知覚・認知心理学の研究と教育をめぐる凡庸な日々の覚書

心理学研究の学問的価値

2007-02-18 | Education
 科学としての心理学の研究を評価する際、あるいは実際に自分の研究論文でその研究の意義を主張する場合、その評価基準を明らかにすることは重要である。というのは、人文科学系の研究あるいは論文では、しばしば研究自体の意義が曖昧ないし「趣味的」ととらえられがちであって、時にはその深遠な言説に価値を見出そうとする傾向さえないとはいえないのに対して、科学としての意義はより公共的な立場からの評価に耐えるものであることが求められるからだ。
 そこで、みずからの研究の価値も含めて研究活動を評価する際の目安として、以下に具体的に3点をあげてみたい。1) そのテーマについて研究をしているひとたちが、必ず引用してみたくなるデータを提示している。2) 提案されているモデルや方法がこれまでにないもので、今後の研究に有効である。3) 論文として主張と論理が明快で、完成度が高い。

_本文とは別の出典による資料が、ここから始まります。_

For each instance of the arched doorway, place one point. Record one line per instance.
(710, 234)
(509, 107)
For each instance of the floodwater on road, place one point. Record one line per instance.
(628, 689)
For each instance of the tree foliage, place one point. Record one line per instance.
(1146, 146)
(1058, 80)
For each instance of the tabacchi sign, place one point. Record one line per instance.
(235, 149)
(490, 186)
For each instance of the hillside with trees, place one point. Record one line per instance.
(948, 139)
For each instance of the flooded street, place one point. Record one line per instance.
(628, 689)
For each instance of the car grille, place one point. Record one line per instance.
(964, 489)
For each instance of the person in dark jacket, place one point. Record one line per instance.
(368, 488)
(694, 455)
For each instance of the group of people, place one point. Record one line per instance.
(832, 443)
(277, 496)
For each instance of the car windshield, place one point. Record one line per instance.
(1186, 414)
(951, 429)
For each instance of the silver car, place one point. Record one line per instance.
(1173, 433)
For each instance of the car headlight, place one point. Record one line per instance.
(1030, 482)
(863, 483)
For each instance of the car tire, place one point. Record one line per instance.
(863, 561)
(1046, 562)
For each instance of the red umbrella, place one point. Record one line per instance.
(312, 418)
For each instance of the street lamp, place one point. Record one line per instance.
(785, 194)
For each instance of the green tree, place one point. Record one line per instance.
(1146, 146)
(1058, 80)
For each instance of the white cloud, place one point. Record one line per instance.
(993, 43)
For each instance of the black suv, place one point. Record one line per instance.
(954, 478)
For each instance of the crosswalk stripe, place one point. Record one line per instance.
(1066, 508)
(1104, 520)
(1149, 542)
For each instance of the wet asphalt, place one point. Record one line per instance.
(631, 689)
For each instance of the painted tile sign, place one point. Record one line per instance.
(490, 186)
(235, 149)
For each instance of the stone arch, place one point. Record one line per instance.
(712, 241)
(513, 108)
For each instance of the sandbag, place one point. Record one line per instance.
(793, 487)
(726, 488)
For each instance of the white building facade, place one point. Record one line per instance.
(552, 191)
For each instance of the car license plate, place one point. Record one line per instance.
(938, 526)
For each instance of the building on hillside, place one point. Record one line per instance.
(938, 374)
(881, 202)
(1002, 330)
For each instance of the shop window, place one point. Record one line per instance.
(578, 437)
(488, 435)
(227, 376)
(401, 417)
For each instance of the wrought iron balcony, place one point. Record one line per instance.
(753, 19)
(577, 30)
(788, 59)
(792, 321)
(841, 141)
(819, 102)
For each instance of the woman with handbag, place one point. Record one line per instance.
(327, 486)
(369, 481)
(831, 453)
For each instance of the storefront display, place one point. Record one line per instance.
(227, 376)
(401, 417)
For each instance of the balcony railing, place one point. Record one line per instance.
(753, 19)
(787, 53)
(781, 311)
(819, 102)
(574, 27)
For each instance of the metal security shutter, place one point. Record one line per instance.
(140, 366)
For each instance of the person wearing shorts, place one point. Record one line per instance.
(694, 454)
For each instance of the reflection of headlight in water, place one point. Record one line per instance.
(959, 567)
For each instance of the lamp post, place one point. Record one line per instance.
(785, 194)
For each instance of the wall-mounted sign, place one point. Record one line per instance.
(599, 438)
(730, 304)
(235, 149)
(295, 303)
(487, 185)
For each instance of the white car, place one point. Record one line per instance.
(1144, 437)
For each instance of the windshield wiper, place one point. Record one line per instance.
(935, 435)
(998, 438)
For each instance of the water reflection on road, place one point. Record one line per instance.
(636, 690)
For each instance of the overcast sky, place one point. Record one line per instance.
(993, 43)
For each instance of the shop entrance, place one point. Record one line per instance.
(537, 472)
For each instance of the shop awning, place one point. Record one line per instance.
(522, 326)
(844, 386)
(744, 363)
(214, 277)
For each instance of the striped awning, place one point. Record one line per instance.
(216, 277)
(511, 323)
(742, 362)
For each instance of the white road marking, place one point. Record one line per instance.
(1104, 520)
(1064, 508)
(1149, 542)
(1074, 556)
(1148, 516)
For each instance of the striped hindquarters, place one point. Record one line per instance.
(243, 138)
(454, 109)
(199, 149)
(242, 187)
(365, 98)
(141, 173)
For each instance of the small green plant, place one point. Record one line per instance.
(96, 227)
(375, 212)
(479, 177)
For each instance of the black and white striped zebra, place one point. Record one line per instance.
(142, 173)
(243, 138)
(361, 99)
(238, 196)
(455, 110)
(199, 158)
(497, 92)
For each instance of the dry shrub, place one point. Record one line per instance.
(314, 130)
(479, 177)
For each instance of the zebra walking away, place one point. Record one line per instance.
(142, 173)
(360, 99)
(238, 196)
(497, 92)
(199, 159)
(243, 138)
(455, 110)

 科学としては、信頼できるかたちで理論的あるいは実際的に価値のあるデータが提示されることはもっとも重要であるといえる。また、その論文で提案されたモデルや方法がほかの研究にも適用できるならば、学問の進展に大きく貢献することはいうまでもない。さらに、しばしば重要なことは論文の表現自体が明晰で読みやすいことである。これには、ただやってみただけで計画性の乏しい研究などは当てはまらない。これら3点のうち、論文としての完成度は、常に一定の水準でもとめられる必要条件であろう。データの価値とモデルや方法の意義は、どちらかにウェイトがかかるのが普通ではないだろうか。